Oleh sebab itu, untuk mencukupi kehidupannya, Abu Hakim bekerja sebagai penjahit baju. Tarif tinggi tidak dipatok. Harga tidak di atas rata-rata. Bahkan, upah jahit satu stel pakaian, Abu Hakim hanya mengambil 2 keping uang saja. Sangat murah!
Abu Hakim sering dijadikan lambang kesabaran dan keluasan hati. Tidak pernah diketahui marah. Tidak pernah terlihat emosi.
Sejumlah orang pernah secara sengaja dan terencana membikin beliau marah. Apa hasilnya? Nihil. Nol. Tidak berhasil. Abu Hakim tetap tidak marah.
Selain mengelola madrasah, Abu Hakim juga membuka semacam panti khusus orang-orang jompo dan orang-orang yang sakit-sakitan. Merawat dan mendampingi mereka, Abu Hakim selalu bermanis senyum dan berwajah ceria.
Setelah hidup selama 75 tahun, Abu Hakim meninggal dunia pada tahun 556 H.

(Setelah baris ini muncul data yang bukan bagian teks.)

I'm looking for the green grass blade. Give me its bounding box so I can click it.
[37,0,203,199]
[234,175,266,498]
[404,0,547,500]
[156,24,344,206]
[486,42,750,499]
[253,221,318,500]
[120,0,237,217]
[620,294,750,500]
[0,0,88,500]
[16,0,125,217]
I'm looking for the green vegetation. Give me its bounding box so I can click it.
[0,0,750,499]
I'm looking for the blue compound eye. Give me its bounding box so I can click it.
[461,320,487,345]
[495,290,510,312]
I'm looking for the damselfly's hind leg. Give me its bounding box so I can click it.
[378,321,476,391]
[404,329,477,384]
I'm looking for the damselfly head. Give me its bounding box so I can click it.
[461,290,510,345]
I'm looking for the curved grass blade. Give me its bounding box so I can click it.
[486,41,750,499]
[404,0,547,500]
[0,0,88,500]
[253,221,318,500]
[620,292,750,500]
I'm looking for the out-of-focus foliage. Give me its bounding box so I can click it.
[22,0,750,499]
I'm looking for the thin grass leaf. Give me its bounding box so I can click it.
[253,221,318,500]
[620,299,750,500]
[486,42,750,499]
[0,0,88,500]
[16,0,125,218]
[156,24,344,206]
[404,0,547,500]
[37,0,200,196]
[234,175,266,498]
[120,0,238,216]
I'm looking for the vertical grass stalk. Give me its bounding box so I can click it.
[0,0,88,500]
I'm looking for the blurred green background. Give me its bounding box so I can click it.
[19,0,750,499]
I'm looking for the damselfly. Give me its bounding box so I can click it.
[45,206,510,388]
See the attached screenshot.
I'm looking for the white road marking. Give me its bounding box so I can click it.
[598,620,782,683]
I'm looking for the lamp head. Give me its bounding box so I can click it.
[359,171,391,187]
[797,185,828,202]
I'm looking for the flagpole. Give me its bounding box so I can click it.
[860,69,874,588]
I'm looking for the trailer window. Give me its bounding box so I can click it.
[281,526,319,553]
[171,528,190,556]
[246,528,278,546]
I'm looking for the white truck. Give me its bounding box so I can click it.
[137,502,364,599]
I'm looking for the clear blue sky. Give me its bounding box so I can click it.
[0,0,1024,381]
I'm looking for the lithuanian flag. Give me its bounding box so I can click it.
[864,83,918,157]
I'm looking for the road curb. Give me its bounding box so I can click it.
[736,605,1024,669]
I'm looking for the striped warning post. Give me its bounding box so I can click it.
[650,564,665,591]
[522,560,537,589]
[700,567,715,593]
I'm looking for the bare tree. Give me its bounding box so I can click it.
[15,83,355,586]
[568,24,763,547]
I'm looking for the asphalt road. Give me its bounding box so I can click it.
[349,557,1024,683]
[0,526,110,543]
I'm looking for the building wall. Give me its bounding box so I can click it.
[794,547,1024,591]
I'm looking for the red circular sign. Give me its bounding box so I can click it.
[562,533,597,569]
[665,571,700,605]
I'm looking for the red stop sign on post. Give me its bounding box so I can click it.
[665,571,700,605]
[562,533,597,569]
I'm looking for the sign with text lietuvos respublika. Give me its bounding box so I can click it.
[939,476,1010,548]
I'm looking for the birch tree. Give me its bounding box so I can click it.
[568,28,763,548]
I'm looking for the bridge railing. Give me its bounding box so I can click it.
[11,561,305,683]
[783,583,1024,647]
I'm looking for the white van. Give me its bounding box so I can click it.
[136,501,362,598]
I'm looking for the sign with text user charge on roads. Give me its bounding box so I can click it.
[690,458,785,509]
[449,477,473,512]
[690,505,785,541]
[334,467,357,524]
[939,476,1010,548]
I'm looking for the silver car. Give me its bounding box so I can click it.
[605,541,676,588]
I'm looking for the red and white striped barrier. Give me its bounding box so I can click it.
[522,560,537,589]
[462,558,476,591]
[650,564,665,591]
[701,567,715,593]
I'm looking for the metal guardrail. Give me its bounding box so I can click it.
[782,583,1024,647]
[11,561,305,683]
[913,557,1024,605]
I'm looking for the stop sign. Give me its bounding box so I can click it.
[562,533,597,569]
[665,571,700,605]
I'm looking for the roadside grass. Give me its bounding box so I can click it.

Ibnul Jauzi, murid kepercayaan beliau, memuji : "Abu Hakim adalah sosok yang zuhud, giat beribadah, senang berpuasa, dan sering dijadikan contoh dalam hal kesabaran dan kerendahan hati"
Beberapa pelajaran hidup dari biografi Abu Hakim :
1. Teladan indah akan kezuhudan! Biografinya yang ringkas adalah bukti beliau tidak senang popularitas. Amal bakti beliau riil dan nyata, namun tidak dijadikannya untuk menaikkan elektabilitas. Bukan untuk dikenal atau terkenal yang beliau inginkan. Bukan untuk disebut-sebut atau dikenang-kenangkan dalam buku-buku sejarah. Bukan untuk itu!!
2. Kehormatan diri adalah identitas yang harus dijaga. Jatidiri seorang muslim adalah kemandirian dan berdikari. Ia tak mau dilabeli sebagai beban orang lain. Ia tak ingin bertengadah tangan meminta kepada makhluk. Lebih baik tak punya apa-apa daripada menjadi budak manusia.
3. Orang berilmu tidak diukur dengan seberapa banyak ilmu yang dipunya. Keilmuan seseorang ditakar dengan seberapa banyak amal bakti yang ia lakukan. Seberapa aktif ia bermanfaat untuk umat, itulah patokannya! Sebab, sebaik-baik manusia adalah yang paling banyak manfaatnya!
Semoga Allah senantiasa melimpahkan istiqamah untuk kita.